The blessing was presented by Dr. Carlos Gonzales, an associate professor at the University of Arizona College of Medicine.
"I was asked by the university [president] to give a traditional Native American blessing," Gonzales told CNSNews.com late Thursday....It's basically a recognition of the powers of the seven directions and how they influence human beings—and how each direction has a certain characteristic; that when you pray to that direction, you ask for the inspiration that comes from that direction."
Holding an eagle feather, the physician and professor began by introducing himself—at length.
"On my mother's side I am Mexican....On my father's side, I'm Yaqui, refugees from Mexico that escaped the genocide of the Pascua Yaqui in the 1800s. For myself, I am fifth generation in the valley of Tucson."
[Gonzales] asked for strength from "Father Sky," which he called the "masculine energy," and "Mother Earth," the "feminine energy."
"O Creator, may the two energies, the masculine energy and the feminine energy, come together in our center where the Creator exists..." he prayed.
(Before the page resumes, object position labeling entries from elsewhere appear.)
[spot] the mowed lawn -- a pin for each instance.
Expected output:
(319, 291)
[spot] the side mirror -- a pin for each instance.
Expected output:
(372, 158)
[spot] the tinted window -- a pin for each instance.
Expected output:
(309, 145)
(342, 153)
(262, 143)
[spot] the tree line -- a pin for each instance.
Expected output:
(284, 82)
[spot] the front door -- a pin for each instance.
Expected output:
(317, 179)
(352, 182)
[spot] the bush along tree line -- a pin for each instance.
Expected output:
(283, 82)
...Gonzales explained the meaning behind what he was doing in the blessing: "The seven directions are basically the cardinal directions, Father Sky, which is up above us, and Mother Earth, which is down below us, and the seventh direction, which is the center, where the Creator exists," he told CNSNews.com. "The east is where the sun comes up [and] lights the path of the world, therefore the East is seen as having the power to guide us and to give us vision and to help us through as we walk on this earth."
"It's not truly a religion, it's more of a way of appreciating spirituality," Gonzales told CNSNews.com. "I'm Yaqui and Yaquis have been Roman Catholics since 1650. We were one of the first tribes in Mexico to actually peacefully absorb Catholicism; however we have always practiced Catholicism in our own unique manner, incorporating traditional beliefs, and so I grew up as a Roman Catholic with a Yaqui variation."
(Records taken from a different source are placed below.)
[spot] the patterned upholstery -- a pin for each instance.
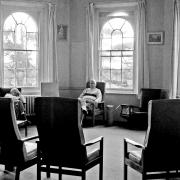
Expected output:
(64, 145)
(159, 156)
(15, 151)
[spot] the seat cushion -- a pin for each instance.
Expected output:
(135, 156)
(30, 150)
(93, 154)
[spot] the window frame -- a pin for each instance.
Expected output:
(22, 50)
(132, 19)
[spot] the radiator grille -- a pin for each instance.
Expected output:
(30, 105)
Gonzales, meanwhile, said the "Creator" he mentioned in the prayer is "whoever your particular denomination deems to be the important entity."
[TBC: Gonzales' "entity" is no different from that of the secular "Daniel Plan" MDs endorsed by Rick Warren, whose occult "enlightenment" also comes from the East. The political agenda for establishing a global nature-worshiping religion is abundantly clear. Romans chapter one foretells the consequences.]